I remember having tons of fun playing Portal and Left 4 Dead with buddies in my dorm room when 720p was pretty high end. Is 4K really that necessary to have a good time with a video game?

Or perhaps I'm... officially old :(

5 comments

I don't really care for 4K personally. I just want "native" because I can't stand looking at blurry interfaces. I can definitely tell when I'm running a 1080p game on a 1440p native monitor and everything is being stretched up. I would take lower settings just to have a clear UI, but I can't do that.

In terms of raw quality with streaming game services, bitrate matters much more than resolution. 4K mandates higher bitrate to deliver the pixels in a timely fashion. All of the services have some upper cap on bitrate, and if you can drive that up (can downstream clients support it?) then you can increase the streamed game quality to be closer to what's actually being output. This is most noticeable in areas where it's extremely dark or shadow detail is important, less so in light settings.

But either way, quality is a combination of the game settings (what is being output to the card), the output resolution (the scale of things you see), and the bitrate (what is being sent down for you to actually view).
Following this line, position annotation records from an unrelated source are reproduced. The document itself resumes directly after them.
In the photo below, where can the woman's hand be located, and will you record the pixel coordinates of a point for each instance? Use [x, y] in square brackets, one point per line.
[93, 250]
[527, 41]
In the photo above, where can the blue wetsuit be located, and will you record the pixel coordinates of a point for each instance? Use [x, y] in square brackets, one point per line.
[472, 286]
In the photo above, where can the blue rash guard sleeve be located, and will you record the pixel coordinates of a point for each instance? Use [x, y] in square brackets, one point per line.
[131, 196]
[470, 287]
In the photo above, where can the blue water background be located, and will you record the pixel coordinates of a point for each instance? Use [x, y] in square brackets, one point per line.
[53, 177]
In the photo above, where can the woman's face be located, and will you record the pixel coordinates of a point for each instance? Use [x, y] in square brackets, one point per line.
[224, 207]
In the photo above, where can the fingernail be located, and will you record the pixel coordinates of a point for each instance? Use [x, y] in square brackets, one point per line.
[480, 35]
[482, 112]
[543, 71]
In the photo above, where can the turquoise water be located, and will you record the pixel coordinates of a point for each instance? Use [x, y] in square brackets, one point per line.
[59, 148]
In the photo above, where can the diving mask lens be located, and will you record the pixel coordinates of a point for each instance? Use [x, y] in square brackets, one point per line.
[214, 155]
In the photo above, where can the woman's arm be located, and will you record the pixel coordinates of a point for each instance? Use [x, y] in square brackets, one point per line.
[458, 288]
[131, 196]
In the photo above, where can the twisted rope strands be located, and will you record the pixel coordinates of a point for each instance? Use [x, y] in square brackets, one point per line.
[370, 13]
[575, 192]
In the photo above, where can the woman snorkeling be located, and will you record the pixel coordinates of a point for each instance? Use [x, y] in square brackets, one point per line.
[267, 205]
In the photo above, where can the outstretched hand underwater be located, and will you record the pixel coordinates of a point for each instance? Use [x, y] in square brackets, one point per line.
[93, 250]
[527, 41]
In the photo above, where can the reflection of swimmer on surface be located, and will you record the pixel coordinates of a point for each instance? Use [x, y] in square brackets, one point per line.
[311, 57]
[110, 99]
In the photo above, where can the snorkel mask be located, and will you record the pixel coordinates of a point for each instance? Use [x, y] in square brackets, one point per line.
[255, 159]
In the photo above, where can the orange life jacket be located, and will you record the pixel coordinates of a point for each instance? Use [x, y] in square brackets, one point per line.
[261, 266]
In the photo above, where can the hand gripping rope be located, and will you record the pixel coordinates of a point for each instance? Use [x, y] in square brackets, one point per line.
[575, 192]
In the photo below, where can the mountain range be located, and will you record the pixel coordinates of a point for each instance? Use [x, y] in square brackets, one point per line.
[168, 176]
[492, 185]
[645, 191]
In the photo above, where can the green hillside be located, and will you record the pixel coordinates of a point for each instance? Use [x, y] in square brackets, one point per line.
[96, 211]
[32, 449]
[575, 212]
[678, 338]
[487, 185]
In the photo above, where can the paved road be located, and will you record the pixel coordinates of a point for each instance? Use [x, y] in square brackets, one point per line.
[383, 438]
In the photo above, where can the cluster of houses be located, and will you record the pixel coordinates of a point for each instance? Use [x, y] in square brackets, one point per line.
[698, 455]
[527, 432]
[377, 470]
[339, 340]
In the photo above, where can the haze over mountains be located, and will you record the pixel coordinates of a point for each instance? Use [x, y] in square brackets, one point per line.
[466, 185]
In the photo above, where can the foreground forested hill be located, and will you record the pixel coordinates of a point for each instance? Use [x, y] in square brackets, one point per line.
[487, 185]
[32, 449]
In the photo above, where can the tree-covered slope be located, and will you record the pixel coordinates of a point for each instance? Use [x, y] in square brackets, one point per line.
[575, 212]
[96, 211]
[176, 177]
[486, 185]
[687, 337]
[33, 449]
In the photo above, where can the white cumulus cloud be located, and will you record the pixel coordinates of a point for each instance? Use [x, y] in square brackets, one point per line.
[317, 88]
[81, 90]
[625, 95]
If these three components are mis-tuned, the quality of the image you're looking at will be lower due to one of those components.

I agree with Linus from LTT where he said it's because the TV and Phone industry have effectively ignored 1440p as a resolution. Movies are either HD (1080p) or 4k and so TV and phone panels are made in those resolutions. Monitors may be 1440p (which I find most useful) but only native PC games actually output at that resolution.

This really goes to show that Stadia is a video streaming platform (i.e. something to help compete with Twitch) rather than a game playing platform.

If they didn't advertise 4K in the first place, then turn out to lie about it by upscaling, probably would remove a lot of these complaints.
Stadia and other streaming/remote services like this big selling point is giving customers access to higher fidelity content, without having to pay for the hardware to render that high fidelity content, and marketing has made a big deal about that supposed feature. It's why they take so much flak for not being able to deliver that fidelity.
Sure, but why would you pay Google for that same experience when you can already get it at a very low cost?
4k on a 27" screen at desk-sitting distance is worth whatever trouble you've been avoiding.

Text is indistinguishable from print type. You're able to see an enormous amount of information without panning. With a good mouse you can pick and rubber-band much larger groups.